Argentina is the world's fifth-largest producer of wine. Surprised? Me, too. That may be because the Argentineans have traditionally consumed the lion's share of their own wine - wine that one authority called "rough and ready, sweet and tannic, plentiful and cheap." We wouldn't have wanted it anyway.

All of that is changing. As a result of both improved winemaking techniques and the need for foreign currency, more Argentinean wine is appearing on American shelves. One signature grape worthy of our attention is Malbec. Although generally thought of as a "softening" grape for the cabernet blends of Bordeaux, "in Argentina, Malbec can broach magic," says critic Karen MacNeil in The Wine Bible.

Most of the wines I tasted came from the country's premier wine-producing region, Mendoza, in the Andean foothills. It's therefore not surprising that there's a similarity in profiles, especially in the under-$15 price range. Blackberry looms large, along with its brambly component, and cassis and blueberry make cameo appearances. In general, the variations were subtle, with the exception being the 2002 Navarro Correas Gran Reserva Mendoza, which pulled out all the stops - from leather and licorice to black cherry and black pepper - suggesting that in order to experience magic, you have to spend a little more money. Say $22. So, what's new?

In no particular order, here's what happened:

The Navarro Correas Mendoza Malbec 2003 Limited Release is Gran Reserva's baby brother, with hints of coffee, ripe blackberry, and black cherry. The 2003 Famiglia Bianchi San Rafael Mendoza had a more intense coffee flavor and a longer finish than most. The Doña Paula Estate Malbec 2003 Mendoza was big on jammy blackberry and caramel. More blackberry characterized the Don Miguel Gascon 2003 Malbec Mendoza, which was restrained to begin with but ultimately showed more black fruit and a little cedar.

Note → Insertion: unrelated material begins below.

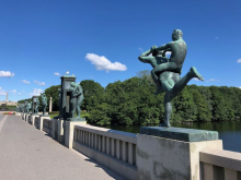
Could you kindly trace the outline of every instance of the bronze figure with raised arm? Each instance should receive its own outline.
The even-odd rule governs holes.
[[[171,127],[171,100],[182,92],[190,80],[197,77],[204,81],[195,67],[192,67],[181,79],[182,65],[186,57],[186,44],[182,36],[183,33],[181,29],[174,29],[172,33],[173,41],[160,47],[152,46],[138,58],[141,62],[152,65],[153,70],[151,71],[151,75],[158,87],[157,93],[165,92],[164,121],[160,124],[161,127]],[[170,59],[164,58],[163,53],[165,53],[165,51],[171,51]],[[150,53],[152,53],[152,57],[149,56]]]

Tasting in Riedel glassware might have emphasized the ripe blackberry and cassis in the young and short-finished 2004 Alamos Malbec Mendoza. Riedel might also have pointed out the shortcomings in the 2003 Valentin-Bianchi Elsa San Rafael Mendoza; it was spicy and soft but not much more. And Norton's Malbec 2002 Mendoza Reserve was already beginning to fade, but showed smoke, cooked coffee, berry, and cola.

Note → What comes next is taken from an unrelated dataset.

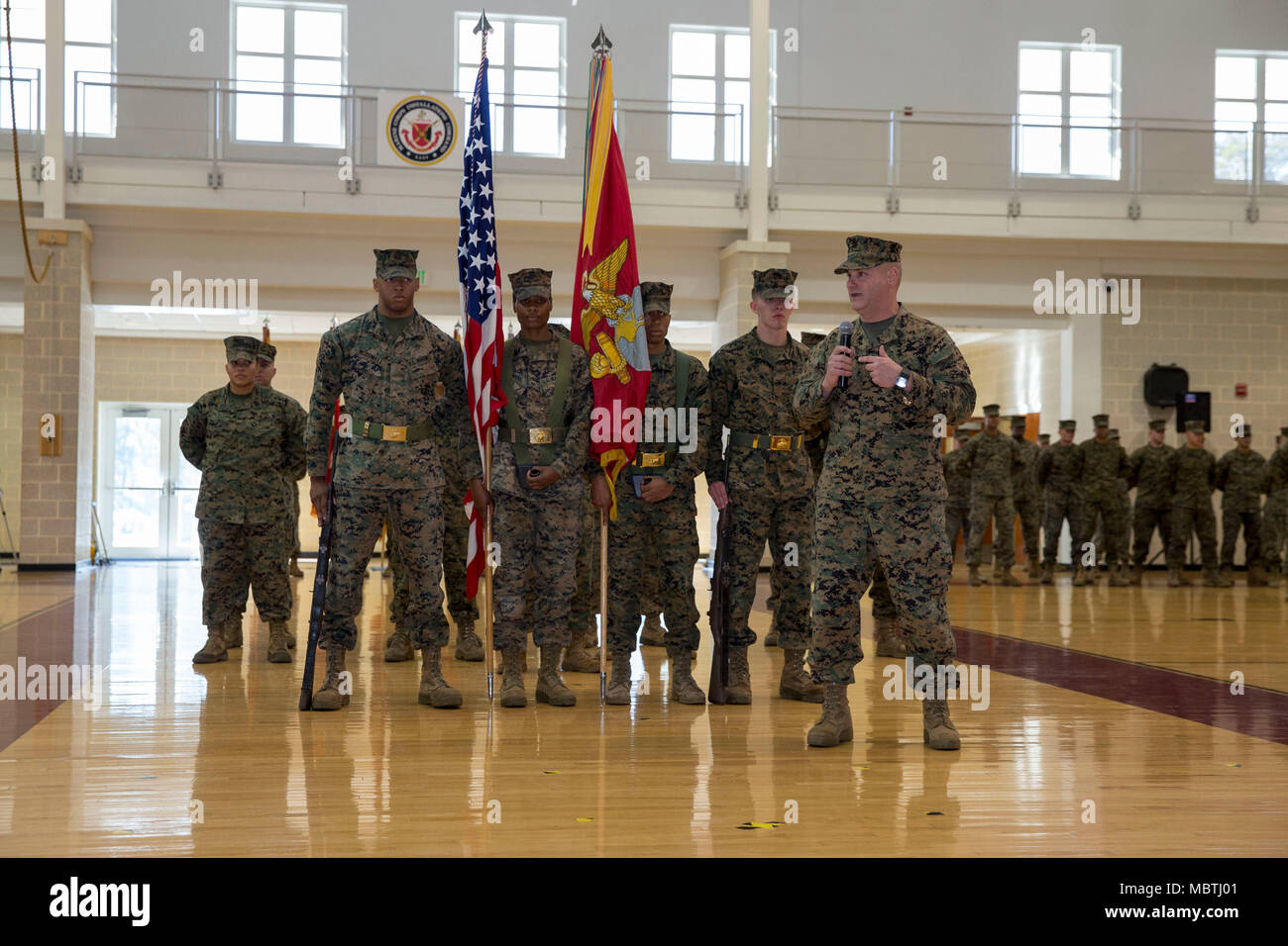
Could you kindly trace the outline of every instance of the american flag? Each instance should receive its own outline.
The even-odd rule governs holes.
[[[456,247],[456,268],[461,283],[461,319],[465,323],[465,387],[470,396],[470,416],[478,436],[479,458],[484,459],[484,438],[505,405],[501,393],[501,264],[496,252],[496,214],[492,207],[492,131],[488,125],[487,53],[474,80],[474,104],[465,142],[465,179],[461,181],[461,232]],[[486,476],[484,470],[484,476]],[[469,494],[465,512],[470,517],[470,546],[466,561],[466,593],[474,597],[486,568],[482,510],[475,510]]]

Moving north from Mendoza, the Graffigna 2003 San Juan was restrained from the start and finally revealed earthy blackberry notes; open this one well ahead of serving. The 2002 Don Rodolfo Viña Cornejo Costas from the Cayfayte Valley even farther to the north? Yup, briery and a little hot, but still showing big cassis and many layers of fruit.

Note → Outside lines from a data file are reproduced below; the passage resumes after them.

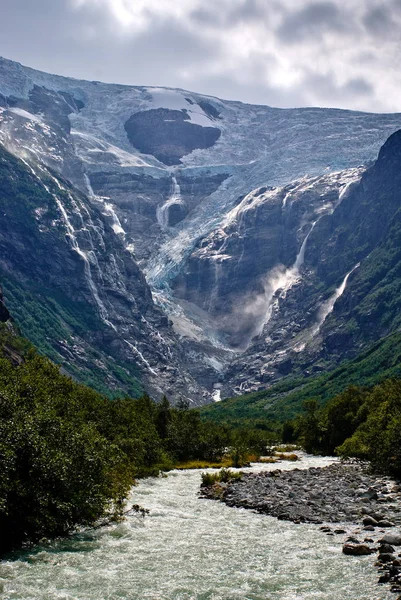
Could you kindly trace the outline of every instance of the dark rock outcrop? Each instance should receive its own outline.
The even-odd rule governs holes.
[[[155,108],[133,114],[124,124],[131,144],[165,165],[178,165],[193,150],[213,146],[221,135],[217,127],[191,123],[181,110]]]

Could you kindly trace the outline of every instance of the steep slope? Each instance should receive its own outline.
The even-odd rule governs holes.
[[[80,335],[92,331],[85,338],[91,350],[77,344],[72,352],[81,356],[79,368],[92,351],[103,357],[105,336],[118,365],[125,368],[129,349],[136,356],[141,373],[129,376],[155,393],[163,388],[197,402],[256,390],[289,372],[308,372],[312,364],[331,367],[351,352],[336,348],[334,325],[330,346],[326,327],[380,237],[372,229],[369,243],[358,238],[365,244],[360,251],[352,243],[348,253],[340,247],[360,221],[358,210],[365,210],[363,194],[351,192],[360,165],[373,160],[400,125],[400,115],[251,106],[184,90],[78,81],[0,59],[0,142],[34,169],[37,183],[43,179],[49,187],[50,178],[54,187],[58,173],[84,194],[69,189],[75,204],[62,202],[72,233],[91,234],[90,240],[87,233],[75,236],[74,248],[70,231],[64,246],[86,277],[79,318],[77,284],[61,293],[64,303],[74,303],[63,310],[72,310]],[[61,186],[68,188],[65,181]],[[51,194],[59,193],[53,187]],[[373,223],[377,211],[366,217]],[[59,219],[53,219],[56,229]],[[46,235],[55,234],[51,222],[45,226]],[[107,241],[96,233],[102,228]],[[8,253],[15,245],[23,263],[22,234],[10,239]],[[35,239],[27,244],[32,256],[40,248]],[[60,264],[70,267],[67,279],[77,277],[71,256],[61,256]],[[29,277],[17,283],[10,275],[15,265],[5,270],[15,306],[18,294],[31,291],[35,266],[27,263]],[[47,269],[43,262],[38,281]],[[83,319],[88,307],[92,312]],[[93,312],[100,326],[88,325]],[[31,323],[31,338],[42,335],[28,314],[18,319]],[[57,315],[49,313],[50,329]],[[103,336],[93,333],[98,329]],[[360,347],[366,342],[356,341]],[[42,339],[41,347],[46,344],[53,352],[54,342]],[[109,366],[101,362],[104,373]]]
[[[247,421],[292,419],[302,411],[305,400],[321,405],[350,385],[371,387],[386,379],[401,378],[401,333],[382,338],[352,360],[329,373],[310,378],[288,377],[268,389],[223,400],[202,408],[207,420],[244,426]]]
[[[173,366],[184,361],[142,272],[84,195],[0,145],[0,211],[7,305],[41,351],[98,389],[200,395]]]
[[[305,376],[333,369],[380,339],[386,340],[387,352],[393,341],[394,356],[398,356],[400,167],[398,131],[360,181],[344,188],[334,210],[321,212],[313,228],[309,227],[293,266],[270,271],[265,279],[271,286],[265,283],[269,291],[264,296],[265,322],[224,374],[221,387],[227,395],[235,382],[234,391],[252,391],[287,376],[288,383],[283,385],[291,390],[294,375],[302,378],[297,386],[314,392]],[[250,212],[254,204],[249,204]],[[261,210],[257,206],[258,214]],[[377,373],[373,370],[371,375],[381,377],[382,369],[377,359]],[[304,392],[291,392],[295,402],[304,397]]]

Desperately wanting to try something different, I tasted a Chilean Malbec. Sadly, it was corked so no evaluation was possible. The Clay Station 2003 Malbec from Lodi in California had the potential to be really different, but it tasted of blackberry, blueberry, and maybe a little cocoa. Apparently, Malbec is stubborn enough to keep its character no matter where it's grown.